Some notes from Bell Hooks' handy feminism guide, "Feminism is Everybody:"

- Feminism is a movement to end sexism, sexist exploitation and oppression.

-In this country, feminists are made, not born, just as demur, mold-fitting women, are.

-The big problem with combating sexism is the FALSE idea that it is all about men-haters. Rather, the truth is that sexism permeates all of us.

- The "enemy within" is the idea of women being "trained" to hate other women. This is because we are meant to first hate ourselves.

-If a woman is anti-choice she cannot be a feminist because that means a woman does not have control of her own body, which, in turn, eliminates rights in other areas of her life.

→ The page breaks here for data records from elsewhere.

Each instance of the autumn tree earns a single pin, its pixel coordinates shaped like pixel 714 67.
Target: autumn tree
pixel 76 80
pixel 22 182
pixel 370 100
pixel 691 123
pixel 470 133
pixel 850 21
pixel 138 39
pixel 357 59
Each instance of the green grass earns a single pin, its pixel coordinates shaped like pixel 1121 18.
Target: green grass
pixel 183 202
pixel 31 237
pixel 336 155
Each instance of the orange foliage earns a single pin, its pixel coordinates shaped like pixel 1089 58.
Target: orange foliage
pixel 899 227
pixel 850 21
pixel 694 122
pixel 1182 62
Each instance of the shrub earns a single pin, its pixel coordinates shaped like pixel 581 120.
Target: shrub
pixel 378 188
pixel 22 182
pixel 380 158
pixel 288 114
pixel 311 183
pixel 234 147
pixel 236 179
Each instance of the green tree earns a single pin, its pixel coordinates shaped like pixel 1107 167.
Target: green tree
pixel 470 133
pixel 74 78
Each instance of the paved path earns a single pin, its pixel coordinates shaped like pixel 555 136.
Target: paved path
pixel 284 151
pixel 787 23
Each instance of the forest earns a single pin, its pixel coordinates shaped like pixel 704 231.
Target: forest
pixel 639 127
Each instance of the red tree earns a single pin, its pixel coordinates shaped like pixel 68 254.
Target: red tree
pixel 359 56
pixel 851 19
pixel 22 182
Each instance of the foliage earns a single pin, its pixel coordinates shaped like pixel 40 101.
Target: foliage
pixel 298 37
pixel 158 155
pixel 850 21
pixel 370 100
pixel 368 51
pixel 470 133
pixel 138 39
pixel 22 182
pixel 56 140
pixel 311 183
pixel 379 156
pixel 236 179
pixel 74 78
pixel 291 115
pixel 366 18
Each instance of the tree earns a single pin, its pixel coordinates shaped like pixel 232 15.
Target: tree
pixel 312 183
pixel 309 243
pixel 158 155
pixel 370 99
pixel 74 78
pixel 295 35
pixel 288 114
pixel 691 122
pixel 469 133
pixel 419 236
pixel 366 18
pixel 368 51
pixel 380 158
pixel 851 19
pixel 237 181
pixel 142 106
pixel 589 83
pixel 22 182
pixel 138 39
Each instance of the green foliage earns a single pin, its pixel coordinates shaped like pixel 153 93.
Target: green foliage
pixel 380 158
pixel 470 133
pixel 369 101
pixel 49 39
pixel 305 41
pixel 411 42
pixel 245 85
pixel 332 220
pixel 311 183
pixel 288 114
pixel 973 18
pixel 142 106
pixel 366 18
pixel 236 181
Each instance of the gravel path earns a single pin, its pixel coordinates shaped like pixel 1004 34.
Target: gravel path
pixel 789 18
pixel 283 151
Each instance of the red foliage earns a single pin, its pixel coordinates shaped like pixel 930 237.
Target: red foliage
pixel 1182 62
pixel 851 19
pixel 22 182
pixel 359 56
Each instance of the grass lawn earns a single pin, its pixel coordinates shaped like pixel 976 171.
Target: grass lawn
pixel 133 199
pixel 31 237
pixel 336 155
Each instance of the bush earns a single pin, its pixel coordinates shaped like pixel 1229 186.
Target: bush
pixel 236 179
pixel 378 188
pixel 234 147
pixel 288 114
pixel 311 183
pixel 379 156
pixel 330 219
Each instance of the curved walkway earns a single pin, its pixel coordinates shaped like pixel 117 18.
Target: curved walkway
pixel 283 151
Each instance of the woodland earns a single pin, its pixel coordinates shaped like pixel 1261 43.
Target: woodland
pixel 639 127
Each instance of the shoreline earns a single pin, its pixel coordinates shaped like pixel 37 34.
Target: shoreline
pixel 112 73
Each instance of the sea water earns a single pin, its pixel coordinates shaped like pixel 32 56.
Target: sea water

-Consumerism/capitalism seems to continue the struggle because they have a product to sell: makeup, certain clothes, hair products, baby products, etc. If a woman does not buy she is stuck...

-Says that feminism is "the commitment to eradicating the ideology of domination that permeates Western culture on various levels: sex, race and class, and so on. It is also a commitment to reorganizing U.S. society so that the self-development of people can take precedence over imperialism, economic expansion and material desires.

-The feminist movement allows women to see that they have a CHOICE to wear heels, skirts, pants, makeup, etc.

-Unfortunately the media highlights feminists, or women who choose to not conform to the socialized form of clothing and identification, as ugly or frumpy. Magazines plaster their pages with before and after photos, with the “made-up” woman being the beautiful one.

-Some white women believe(d) that their liberation will get them out of their homes and in to the workforce, while minorities (race and class alike) strive towards the ability to have the choice to be in the home, as that avenue would be freedom.

-Lesbian feminists were integral in the classism scope, as they never imagined their lives with a husband. Stepping around the hetero-normatively of our society facilitates seeing situations more clearly.

-U.S. women have to be weary about “liberate” women in other countries, as they may not know what is best for other cultures. By ignoring this, women – in this way – are no better off than their Western male counterparts who persist on ruling women, and other countries.

-The media spins the struggle of women in other countries as worse than the ladies in the U.S., for example wearing the hijab. This pushes women, and men, here in the States to be in a state of ignorant bliss.